41
Elide had squeezed herself into a hidden floor compartment in the largest of the wagons and prayed that no one discovered her. Or began burning things. Her frantic breathing was the only sound. The air grew tight and hot, her legs trembled and cramped from staying curled in a ball, but still she waited, still she kept hidden.
Lorcan had run out—he’d just run into the fray. She’d fled the tent in time to see four ilken—winged ilken—descend upon the camp. She had not lingered long enough to see what happened after.
Time passed—minutes or perhaps hours, she couldn’t tell.
She had done this. She had brought these things here, to these people, to the caravan…
The screaming grew louder, then faded. Then nothing.
Lorcan might be dead. Everyone might be dead.
Her ears strained, and she tried to quiet her breathing to listen for any sounds of life, of action beyond her small, hot hiding space. No doubt, it was usually reserved for smuggling contraband—not at all intended for a human being.
She couldn’t stay hidden much longer. If the ilken slaughtered them all, they’d search for any survivors. Could likely sniff her out.
She would have to make a run for it. Have to break out, observe what she could, and sprint for the dark fields and pray no others waited out there. Her feet and calves had gone numb minutes before and now tingled incessantly. She might very well not even be able to walk, and her stupid, useless leg—
She listened again, praying to Anneith to turn the ilken’s attention elsewhere.

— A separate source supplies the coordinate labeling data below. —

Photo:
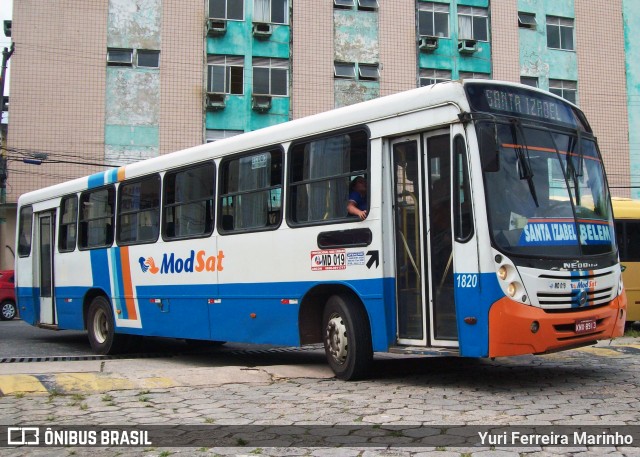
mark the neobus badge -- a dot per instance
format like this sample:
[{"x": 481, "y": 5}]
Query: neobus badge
[{"x": 193, "y": 263}]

Only silence greeted her. No more screaming.
Now. She should go now, while she had the cover of darkness.
Elide did not give her fear another heartbeat to whisper its poison into her blood. She had survived Morath, survived weeks alone. She’d make it, she had to make it, and she wouldn’t at all mind being the queen’s gods-damned dishwasher if it meant she could live—
Elide uncoiled, shoulders aching as she quietly eased the trapdoor up, the little area rug sliding back. She scanned the interior of the wagon—the empty benches on either side—then studied the night beckoning beyond. Light spilled from the camp behind her, but ahead … a sea of blackness. The field was perhaps thirty feet away.

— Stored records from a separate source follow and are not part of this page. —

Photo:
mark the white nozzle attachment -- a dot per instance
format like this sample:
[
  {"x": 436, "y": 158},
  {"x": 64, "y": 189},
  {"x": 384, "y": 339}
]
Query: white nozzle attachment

Elide winced as the wood groaned while she hefted the trapdoor high enough for her to slither, belly-down, over the floorboards. But her robe snagged, yanking her into a stop. Elide gritted her teeth, tugging blindly. But it had caught inside the crawl space. Anneith save her—
“Tell me,” drawled a deep male voice behind her, from near the driver’s seat. “What would you have done if I were an ilken soldier?”
Relief turned her bones to liquid, and Elide held in her sob. She twisted to find Lorcan covered in black blood, sitting on the bench behind the driver’s seat, legs spread before him. His axe and sword lay discarded beside him, coated in that black blood as well, and Lorcan idly chewed on a long stalk of wheat as he gazed at the canvas wall of the wagon.
“The first thing I might have done in your place,” Lorcan mused, still not looking at her, “would have been to ditch the robe. You’d fall flat on your face if you ran—and the red would be as good as ringing the dinner bell.”
She tugged at the robe again, and the fabric ripped at last. Scowling, she patted where it had come free and found a loose bit of wood paneling.
“The second thing I might have done,” Lorcan went on, not even bothering to wipe away the blood splattered on his face, “is tell me the gods-damned truth. Did you know those ilken beasts love to talk with the right encouragement? And they told me some very, very interesting things.” Those dark eyes at last slid to her, utterly vicious. “But you didn’t tell me the truth, did you, Elide?”
Her eyes were wide, her face leeched of color beneath the cosmetics. She’d lost the headdress somewhere, and her dark sheet of hair slid free of some of its pins as she climbed from the hidden compartment. Lorcan watched every movement, assessing and weighing and debating what, exactly, to do with her.